From 1f67ba508705ff89b0048c9091e94efa938cac71 Mon Sep 17 00:00:00 2001
From: Mathieu Desnoyers <mathieu.desnoyers@efficios.com>
Date: Sun, 29 Apr 2012 18:49:19 -0400
Subject: [PATCH] rculfhash: update comments in implementation

Signed-off-by: Mathieu Desnoyers <mathieu.desnoyers@efficios.com>
---
 rculfhash.c | 79 +++++++++++++++++++++++++++++++++--------------------
 1 file changed, 49 insertions(+), 30 deletions(-)

diff --git a/rculfhash.c b/rculfhash.c
index b06b703..827c295 100644
--- a/rculfhash.c
+++ b/rculfhash.c
@@ -34,24 +34,31 @@
  * implementation:
  *
  * - RCU read-side critical section allows readers to perform hash
- *   table lookups and use the returned objects safely by delaying
- *   memory reclaim of a grace period.
+ *   table lookups, as well as traversals, and use the returned objects
+ *   safely by allowing memory reclaim to take place only after a grace
+ *   period.
  * - Add and remove operations are lock-free, and do not need to
  *   allocate memory. They need to be executed within RCU read-side
  *   critical section to ensure the objects they read are valid and to
  *   deal with the cmpxchg ABA problem.
  * - add and add_unique operations are supported. add_unique checks if
- *   the node key already exists in the hash table. It ensures no key
- *   duplicata exists.
- * - The resize operation executes concurrently with add/remove/lookup.
+ *   the node key already exists in the hash table. It ensures not to
+ *   populate a duplicate key if the node key already exists in the hash
+ *   table.
+ * - The resize operation executes concurrently with
+ *   add/add_unique/add_replace/remove/lookup/traversal.
  * - Hash table nodes are contained within a split-ordered list. This
  *   list is ordered by incrementing reversed-bits-hash value.
  * - An index of bucket nodes is kept. These bucket nodes are the hash
- *   table "buckets", and they are also chained together in the
- *   split-ordered list, which allows recursive expansion.
- * - The resize operation for small tables only allows expanding the hash table.
- *   It is triggered automatically by detecting long chains in the add
- *   operation.
+ *   table "buckets". These buckets are internal nodes that allow to
+ *   perform a fast hash lookup, similarly to a skip list. These
+ *   buckets are chained together in the split-ordered list, which
+ *   allows recursive expansion by inserting new buckets between the
+ *   existing buckets. The split-ordered list allows adding new buckets
+ *   between existing buckets as the table needs to grow.
+ * - The resize operation for small tables only allows expanding the
+ *   hash table. It is triggered automatically by detecting long chains
+ *   in the add operation.
  * - The resize operation for larger tables (and available through an
  *   API) allows both expanding and shrinking the hash table.

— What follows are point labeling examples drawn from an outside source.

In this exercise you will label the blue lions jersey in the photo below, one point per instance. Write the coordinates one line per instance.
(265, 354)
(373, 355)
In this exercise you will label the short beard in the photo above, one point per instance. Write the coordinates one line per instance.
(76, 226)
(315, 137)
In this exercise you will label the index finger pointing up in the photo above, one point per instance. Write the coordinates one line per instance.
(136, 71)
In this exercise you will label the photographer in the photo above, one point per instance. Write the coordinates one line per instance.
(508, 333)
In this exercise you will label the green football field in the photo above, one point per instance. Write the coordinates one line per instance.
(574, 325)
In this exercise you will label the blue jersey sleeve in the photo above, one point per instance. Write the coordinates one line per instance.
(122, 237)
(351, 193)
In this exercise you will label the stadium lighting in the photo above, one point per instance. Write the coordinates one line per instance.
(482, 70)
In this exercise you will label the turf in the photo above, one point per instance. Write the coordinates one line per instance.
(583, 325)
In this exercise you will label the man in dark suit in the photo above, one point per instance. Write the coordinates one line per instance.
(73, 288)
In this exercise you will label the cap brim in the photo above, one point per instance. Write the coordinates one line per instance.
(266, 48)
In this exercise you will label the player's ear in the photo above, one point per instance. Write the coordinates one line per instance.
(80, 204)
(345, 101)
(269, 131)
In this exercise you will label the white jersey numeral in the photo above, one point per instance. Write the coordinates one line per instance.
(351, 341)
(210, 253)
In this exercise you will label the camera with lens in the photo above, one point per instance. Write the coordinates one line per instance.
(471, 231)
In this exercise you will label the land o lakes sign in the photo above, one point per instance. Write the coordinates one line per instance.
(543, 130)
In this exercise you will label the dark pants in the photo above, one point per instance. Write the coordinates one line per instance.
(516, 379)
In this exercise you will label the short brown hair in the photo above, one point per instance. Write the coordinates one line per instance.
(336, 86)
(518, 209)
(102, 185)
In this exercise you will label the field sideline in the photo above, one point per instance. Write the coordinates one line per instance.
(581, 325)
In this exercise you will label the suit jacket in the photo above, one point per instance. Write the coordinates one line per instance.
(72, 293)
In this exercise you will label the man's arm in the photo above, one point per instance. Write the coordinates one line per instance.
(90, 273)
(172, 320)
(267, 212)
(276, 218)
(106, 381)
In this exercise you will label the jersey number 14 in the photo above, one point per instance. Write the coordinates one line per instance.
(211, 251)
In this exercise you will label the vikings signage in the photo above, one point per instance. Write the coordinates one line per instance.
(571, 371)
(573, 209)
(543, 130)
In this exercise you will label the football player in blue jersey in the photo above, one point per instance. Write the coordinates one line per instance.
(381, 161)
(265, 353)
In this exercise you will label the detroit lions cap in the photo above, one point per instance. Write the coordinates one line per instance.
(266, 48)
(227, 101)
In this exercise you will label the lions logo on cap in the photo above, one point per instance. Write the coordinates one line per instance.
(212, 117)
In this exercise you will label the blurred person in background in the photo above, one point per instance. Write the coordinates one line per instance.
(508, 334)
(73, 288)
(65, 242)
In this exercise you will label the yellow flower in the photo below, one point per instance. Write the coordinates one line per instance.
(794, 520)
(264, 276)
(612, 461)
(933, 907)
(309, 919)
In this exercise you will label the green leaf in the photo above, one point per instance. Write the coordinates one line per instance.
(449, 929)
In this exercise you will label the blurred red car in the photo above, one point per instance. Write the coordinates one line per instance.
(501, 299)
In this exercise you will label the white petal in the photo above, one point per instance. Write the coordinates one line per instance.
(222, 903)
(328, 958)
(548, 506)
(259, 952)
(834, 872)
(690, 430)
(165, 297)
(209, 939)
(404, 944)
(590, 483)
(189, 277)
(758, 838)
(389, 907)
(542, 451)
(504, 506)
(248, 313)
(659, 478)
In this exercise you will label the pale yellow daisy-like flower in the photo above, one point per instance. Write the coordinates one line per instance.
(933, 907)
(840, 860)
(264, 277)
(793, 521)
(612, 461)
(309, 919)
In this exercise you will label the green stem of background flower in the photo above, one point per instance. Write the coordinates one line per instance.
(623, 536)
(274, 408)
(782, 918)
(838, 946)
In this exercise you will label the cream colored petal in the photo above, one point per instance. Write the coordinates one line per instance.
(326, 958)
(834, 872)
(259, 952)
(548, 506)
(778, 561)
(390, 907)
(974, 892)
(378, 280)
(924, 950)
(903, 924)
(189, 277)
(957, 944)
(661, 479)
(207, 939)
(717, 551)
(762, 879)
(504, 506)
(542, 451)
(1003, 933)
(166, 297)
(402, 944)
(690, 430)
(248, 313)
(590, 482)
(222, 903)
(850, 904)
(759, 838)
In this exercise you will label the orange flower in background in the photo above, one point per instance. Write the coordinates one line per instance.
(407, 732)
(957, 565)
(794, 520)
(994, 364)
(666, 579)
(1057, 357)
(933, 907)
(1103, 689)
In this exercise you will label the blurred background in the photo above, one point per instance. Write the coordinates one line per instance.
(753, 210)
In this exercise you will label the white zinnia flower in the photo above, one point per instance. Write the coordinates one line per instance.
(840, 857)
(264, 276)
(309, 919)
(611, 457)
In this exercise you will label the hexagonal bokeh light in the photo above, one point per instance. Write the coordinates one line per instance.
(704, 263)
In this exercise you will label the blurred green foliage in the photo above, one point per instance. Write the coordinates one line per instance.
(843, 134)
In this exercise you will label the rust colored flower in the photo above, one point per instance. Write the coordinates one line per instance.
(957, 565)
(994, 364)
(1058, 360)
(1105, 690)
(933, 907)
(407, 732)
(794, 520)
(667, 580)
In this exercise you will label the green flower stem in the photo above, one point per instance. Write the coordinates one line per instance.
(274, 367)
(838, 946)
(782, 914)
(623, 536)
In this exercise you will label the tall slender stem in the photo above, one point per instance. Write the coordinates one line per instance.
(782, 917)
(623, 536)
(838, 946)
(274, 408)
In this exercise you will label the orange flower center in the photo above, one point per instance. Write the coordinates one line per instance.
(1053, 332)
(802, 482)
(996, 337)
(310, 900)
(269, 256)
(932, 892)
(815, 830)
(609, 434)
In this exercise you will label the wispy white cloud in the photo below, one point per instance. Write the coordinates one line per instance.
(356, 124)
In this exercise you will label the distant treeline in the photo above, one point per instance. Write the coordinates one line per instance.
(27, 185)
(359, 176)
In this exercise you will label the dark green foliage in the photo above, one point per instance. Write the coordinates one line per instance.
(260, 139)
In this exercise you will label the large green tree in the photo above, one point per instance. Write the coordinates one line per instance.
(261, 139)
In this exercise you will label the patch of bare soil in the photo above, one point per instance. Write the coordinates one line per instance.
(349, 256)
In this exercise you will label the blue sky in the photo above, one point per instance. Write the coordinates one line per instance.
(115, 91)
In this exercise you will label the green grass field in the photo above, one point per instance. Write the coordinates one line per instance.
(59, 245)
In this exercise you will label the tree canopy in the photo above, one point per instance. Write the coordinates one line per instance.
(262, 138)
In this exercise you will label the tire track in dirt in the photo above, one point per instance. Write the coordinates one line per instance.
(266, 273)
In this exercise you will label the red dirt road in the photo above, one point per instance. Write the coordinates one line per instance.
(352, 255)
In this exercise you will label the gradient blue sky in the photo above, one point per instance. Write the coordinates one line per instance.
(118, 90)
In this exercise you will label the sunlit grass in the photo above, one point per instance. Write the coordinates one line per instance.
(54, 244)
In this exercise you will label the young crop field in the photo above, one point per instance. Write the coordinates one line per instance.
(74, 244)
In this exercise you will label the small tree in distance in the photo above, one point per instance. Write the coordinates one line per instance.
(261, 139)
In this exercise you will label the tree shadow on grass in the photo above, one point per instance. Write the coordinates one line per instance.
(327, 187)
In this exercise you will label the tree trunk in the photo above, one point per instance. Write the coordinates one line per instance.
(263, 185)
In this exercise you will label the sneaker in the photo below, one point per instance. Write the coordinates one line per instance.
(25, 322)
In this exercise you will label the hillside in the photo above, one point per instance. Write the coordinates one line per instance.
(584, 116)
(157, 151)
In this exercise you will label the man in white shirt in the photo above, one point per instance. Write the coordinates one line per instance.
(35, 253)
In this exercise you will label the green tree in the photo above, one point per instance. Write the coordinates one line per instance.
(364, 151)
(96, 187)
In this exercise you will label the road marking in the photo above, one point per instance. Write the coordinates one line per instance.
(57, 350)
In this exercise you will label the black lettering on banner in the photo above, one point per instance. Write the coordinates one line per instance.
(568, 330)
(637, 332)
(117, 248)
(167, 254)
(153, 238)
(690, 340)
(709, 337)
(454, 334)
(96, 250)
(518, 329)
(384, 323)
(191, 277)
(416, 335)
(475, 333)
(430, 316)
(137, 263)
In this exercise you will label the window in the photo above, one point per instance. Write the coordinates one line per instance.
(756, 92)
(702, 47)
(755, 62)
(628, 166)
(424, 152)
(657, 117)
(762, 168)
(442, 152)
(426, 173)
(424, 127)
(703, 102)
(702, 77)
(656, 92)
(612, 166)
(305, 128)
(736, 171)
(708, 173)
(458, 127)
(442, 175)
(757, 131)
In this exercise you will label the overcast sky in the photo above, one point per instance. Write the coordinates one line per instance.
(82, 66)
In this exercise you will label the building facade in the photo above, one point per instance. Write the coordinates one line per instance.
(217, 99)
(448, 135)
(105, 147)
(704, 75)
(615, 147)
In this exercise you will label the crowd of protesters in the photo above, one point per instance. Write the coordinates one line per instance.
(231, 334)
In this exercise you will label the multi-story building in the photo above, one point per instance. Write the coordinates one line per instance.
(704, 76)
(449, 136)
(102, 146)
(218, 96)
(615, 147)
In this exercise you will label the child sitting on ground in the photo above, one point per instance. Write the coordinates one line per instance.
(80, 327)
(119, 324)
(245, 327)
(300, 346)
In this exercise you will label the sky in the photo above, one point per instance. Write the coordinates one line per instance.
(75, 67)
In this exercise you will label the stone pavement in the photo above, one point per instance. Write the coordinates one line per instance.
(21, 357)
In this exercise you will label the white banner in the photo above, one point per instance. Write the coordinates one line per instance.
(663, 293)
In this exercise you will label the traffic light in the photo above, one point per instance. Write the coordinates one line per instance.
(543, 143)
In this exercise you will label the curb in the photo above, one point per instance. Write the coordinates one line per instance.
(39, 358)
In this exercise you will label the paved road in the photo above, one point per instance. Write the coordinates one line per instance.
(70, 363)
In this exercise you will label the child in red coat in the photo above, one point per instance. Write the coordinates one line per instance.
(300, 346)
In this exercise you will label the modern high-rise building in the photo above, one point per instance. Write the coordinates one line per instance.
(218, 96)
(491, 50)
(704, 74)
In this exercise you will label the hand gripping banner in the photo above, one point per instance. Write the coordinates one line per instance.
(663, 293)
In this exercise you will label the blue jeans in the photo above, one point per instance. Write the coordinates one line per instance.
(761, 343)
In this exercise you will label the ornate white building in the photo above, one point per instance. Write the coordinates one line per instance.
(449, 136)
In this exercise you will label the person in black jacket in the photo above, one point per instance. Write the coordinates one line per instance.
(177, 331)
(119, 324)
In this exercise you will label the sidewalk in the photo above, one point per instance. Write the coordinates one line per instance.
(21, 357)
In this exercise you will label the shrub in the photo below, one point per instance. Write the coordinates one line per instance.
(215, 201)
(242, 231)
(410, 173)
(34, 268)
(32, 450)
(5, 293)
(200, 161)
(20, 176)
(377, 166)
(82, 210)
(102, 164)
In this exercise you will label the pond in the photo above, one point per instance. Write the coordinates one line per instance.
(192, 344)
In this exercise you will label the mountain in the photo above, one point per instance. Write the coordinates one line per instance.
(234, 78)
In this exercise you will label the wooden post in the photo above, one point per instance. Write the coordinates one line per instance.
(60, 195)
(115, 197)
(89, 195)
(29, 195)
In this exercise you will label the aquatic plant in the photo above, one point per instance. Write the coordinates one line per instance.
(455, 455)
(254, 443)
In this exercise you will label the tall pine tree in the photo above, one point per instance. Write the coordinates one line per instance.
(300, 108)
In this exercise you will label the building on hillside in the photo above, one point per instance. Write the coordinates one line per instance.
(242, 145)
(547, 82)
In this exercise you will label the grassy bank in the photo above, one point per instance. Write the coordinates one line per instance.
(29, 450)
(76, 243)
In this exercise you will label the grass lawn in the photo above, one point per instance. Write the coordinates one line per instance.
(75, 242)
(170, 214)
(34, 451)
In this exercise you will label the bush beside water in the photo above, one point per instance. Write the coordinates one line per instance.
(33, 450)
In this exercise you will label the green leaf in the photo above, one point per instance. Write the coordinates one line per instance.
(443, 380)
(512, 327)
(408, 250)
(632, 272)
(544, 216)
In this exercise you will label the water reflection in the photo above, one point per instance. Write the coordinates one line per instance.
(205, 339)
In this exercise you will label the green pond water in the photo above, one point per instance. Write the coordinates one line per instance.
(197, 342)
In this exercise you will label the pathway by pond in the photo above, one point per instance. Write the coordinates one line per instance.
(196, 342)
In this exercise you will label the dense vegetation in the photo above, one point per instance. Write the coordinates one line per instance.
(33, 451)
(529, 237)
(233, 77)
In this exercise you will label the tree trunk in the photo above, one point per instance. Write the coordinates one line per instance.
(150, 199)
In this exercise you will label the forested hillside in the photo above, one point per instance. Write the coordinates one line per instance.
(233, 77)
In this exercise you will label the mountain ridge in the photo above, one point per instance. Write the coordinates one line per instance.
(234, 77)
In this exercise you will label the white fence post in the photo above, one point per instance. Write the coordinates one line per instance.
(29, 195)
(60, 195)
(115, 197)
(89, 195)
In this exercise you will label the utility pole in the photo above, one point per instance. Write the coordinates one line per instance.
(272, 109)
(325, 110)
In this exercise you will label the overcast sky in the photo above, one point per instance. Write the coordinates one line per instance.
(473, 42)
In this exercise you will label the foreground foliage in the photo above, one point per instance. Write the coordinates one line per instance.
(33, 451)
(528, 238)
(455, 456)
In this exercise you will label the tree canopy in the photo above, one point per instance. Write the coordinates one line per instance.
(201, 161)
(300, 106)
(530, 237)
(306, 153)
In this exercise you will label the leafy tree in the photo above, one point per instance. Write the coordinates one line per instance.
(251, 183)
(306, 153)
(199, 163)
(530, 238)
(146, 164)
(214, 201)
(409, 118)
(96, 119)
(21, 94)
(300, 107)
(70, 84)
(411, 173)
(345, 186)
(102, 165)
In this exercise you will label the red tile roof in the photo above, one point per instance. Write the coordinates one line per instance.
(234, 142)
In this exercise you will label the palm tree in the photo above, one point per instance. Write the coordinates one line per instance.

  * - Split-counters are used to keep track of the number of
@@ -79,24 +86,31 @@
  *   start-of-bucket bucket node) up to the "removed" node (or find a
  *   reverse-hash that is higher), we are sure that a successful
  *   traversal of the chain leads to a chain that is present in the
- *   linked-list (the start node is never removed) and that is does not
+ *   linked-list (the start node is never removed) and that it does not
  *   contain the "removed" node anymore, even if concurrent delete/add
  *   operations are changing the structure of the list concurrently.
- * - The add operation performs garbage collection of buckets if it
- *   encounters nodes with removed flag set in the bucket where it wants
- *   to add its new node. This ensures lock-freedom of add operation by
+ * - The add operations perform garbage collection of buckets if they
+ *   encounter nodes with removed flag set in the bucket where they want
+ *   to add their new node. This ensures lock-freedom of add operation by
  *   helping the remover unlink nodes from the list rather than to wait
  *   for it do to so.
- * - A RCU "order table" indexed by log2(hash index) is copied and
- *   expanded by the resize operation. This order table allows finding
- *   the "bucket node" tables.
- * - There is one bucket node table per hash index order. The size of
- *   each bucket node table is half the number of hashes contained in
- *   this order (except for order 0).
+ * - There are three memory backends for the hash table buckets: the
+ *   "order table", the "chunks", and the "mmap".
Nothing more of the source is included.